This creamy beetroot risotto has a gorgeous red hue and is very easy to make. It works great as a quick dish for weekdays but it can also be a beautiful side dish for your next dinner party.
We’re not vegetarian (and certainly not vegan). However, we do believe that it’s a good idea to eat meat in moderation. Besides, if food is as flavorsome as this beetroot risotto, there’s no need to add it “just because”. (This dish is also gluten-free. Just adding that for the people who are interesting in that sort of stuff. I’m not an expert on that particular subject, it’s just what I’ve read.)
Beetroots are of course known for their color. The red pigments they contain are called betalains. Besides their signature color, they also give beets their super food status. Apparently, beetroots can cure anything from heart disease, to diabetes and dementia. And possibly smelly feet as well… In any case, they give this creamy risotto a stunning red color.

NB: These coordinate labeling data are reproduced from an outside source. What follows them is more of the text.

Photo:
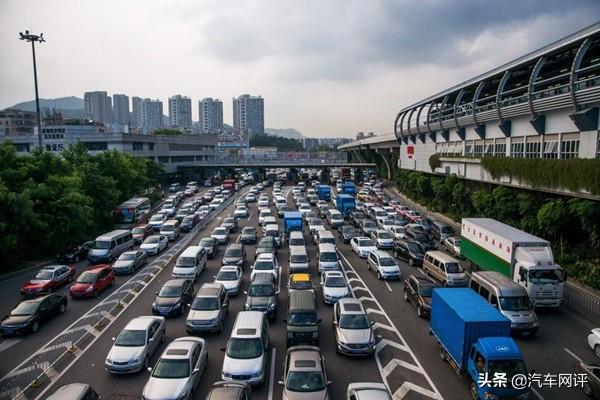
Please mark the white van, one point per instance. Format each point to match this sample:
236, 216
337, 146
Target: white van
246, 352
109, 246
190, 263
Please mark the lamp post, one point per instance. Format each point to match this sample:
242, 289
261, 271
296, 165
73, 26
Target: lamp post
29, 37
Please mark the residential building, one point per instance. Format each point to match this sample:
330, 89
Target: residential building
249, 115
211, 115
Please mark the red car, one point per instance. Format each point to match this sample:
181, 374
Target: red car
48, 279
93, 281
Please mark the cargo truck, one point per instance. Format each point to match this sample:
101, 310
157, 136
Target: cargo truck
324, 192
345, 203
491, 245
475, 339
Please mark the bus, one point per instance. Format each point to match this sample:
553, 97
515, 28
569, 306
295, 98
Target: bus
133, 212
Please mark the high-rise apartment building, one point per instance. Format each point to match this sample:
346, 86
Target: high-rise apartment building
211, 115
121, 109
180, 112
249, 114
98, 106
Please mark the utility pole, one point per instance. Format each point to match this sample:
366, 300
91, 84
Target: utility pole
29, 37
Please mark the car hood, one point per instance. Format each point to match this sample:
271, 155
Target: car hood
124, 353
167, 389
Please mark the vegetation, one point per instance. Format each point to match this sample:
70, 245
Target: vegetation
281, 143
48, 202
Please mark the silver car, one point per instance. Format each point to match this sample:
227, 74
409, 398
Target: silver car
177, 372
353, 332
135, 345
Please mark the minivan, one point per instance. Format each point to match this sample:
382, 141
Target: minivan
328, 258
246, 352
190, 263
170, 229
302, 321
444, 269
109, 246
508, 297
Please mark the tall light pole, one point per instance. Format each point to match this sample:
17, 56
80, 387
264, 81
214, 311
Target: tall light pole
29, 37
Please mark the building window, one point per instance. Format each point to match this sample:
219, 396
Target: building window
569, 149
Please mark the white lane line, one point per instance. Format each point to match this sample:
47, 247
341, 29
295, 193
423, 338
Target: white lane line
272, 374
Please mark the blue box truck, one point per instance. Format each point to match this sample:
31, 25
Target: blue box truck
324, 192
474, 338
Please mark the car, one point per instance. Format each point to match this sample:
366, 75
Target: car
178, 371
135, 345
48, 279
28, 315
418, 291
230, 276
353, 332
248, 235
265, 263
208, 309
210, 245
362, 246
346, 233
452, 246
235, 254
154, 244
74, 253
367, 391
333, 286
304, 374
93, 281
383, 239
220, 234
173, 297
129, 261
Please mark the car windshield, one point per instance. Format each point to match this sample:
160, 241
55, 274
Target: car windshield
87, 277
25, 308
244, 348
227, 276
129, 338
516, 303
205, 304
546, 276
305, 381
44, 275
172, 369
453, 268
387, 262
335, 281
328, 256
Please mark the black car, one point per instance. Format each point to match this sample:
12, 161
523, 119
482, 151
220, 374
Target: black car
347, 232
418, 291
29, 314
248, 235
74, 253
409, 251
173, 297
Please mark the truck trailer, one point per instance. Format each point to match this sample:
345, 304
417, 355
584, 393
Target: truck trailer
491, 245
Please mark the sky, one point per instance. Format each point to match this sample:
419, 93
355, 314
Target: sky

Normally, cooking with beetroots is a very messy affair. Beetroots are, after all, full of beetroot juice. Which leaves very big stains. The great thing about this recipe, is that you hardly have to handle the beets. This way the risk of stains is very low. No need for peeling or grating. Just remove the leaves and chop them up in a foodprocessor or blender.
Cooking this dish in general is actually pretty easy. I know the traditional way of cooking risotto is by adding hot stock one ladle at a time, while stirring constantly. But to be honest, I just don’t have the patience for that. So I use the lazy person’s way and cook this beetroot risotto in the oven. So just put your feet up and relax, while the oven does all the work.